While that may be true, and the price paid is disproportionate, I would posit that the world still pays the price as such underprivileged individuals belong to collective global humanity. The suffering of these individuals is no less a loss to the global community. I would further argue that even though in an absolute sense, the hurt to the privileged parts of the world might be less, but pain and hurt are subjective. The fear that arises in the aftermath of a violent conflict and crisis is rarer, but it impacts people symmetrically as it serves as a painful reminder that nobody is truly safe from the evil of humanity.
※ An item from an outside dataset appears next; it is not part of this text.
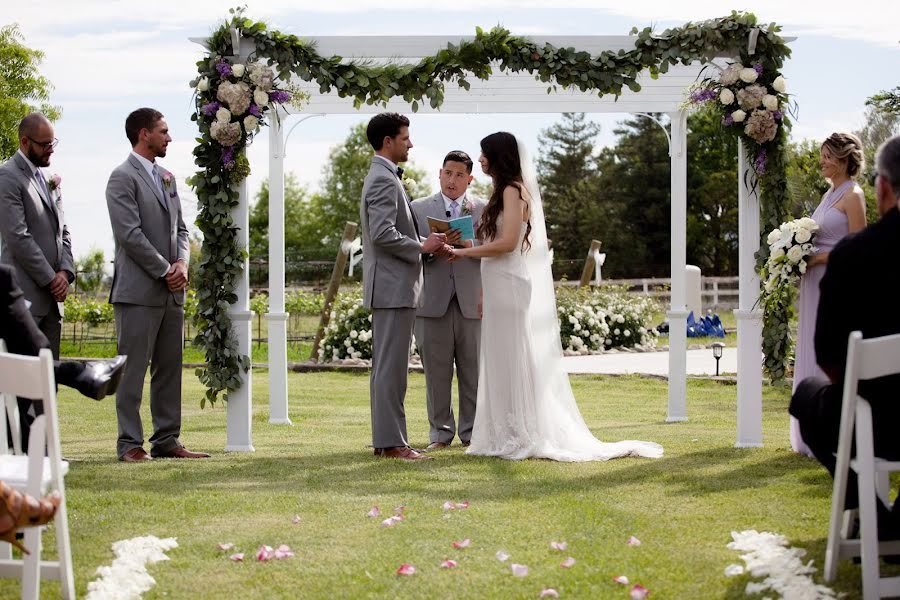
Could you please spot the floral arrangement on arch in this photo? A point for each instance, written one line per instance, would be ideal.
(752, 102)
In the aftermath of the Columbine, Sandy Hook, and Stoneman Douglas High School school shootings, intense grief was felt not only by the communities affected but the entire nation. Following the 2021 River Valley High School murder in Singapore, the fear, confusion, and hurt among the nation was palpable. The suffering of one cannot simply be undermined by being compared to the pain felt by another. All individuals all suffer in various capacities, everyone is paying a price of his or her own, causing the price that is paid to be very much global in nature.

Growing up exposed to violence has become a regrettable, but undeniable, aspect of childhood today. Growing up either directly bearing the burden of violence or facing the burden of helplessness when witnessing the globally evident pandemic of violence, our children today will grow up bearing such a weight that they will never be able to shake. And as the world has shown children no mercy and exposed them to this violence, the world will come to pay the ultimate price for its violence.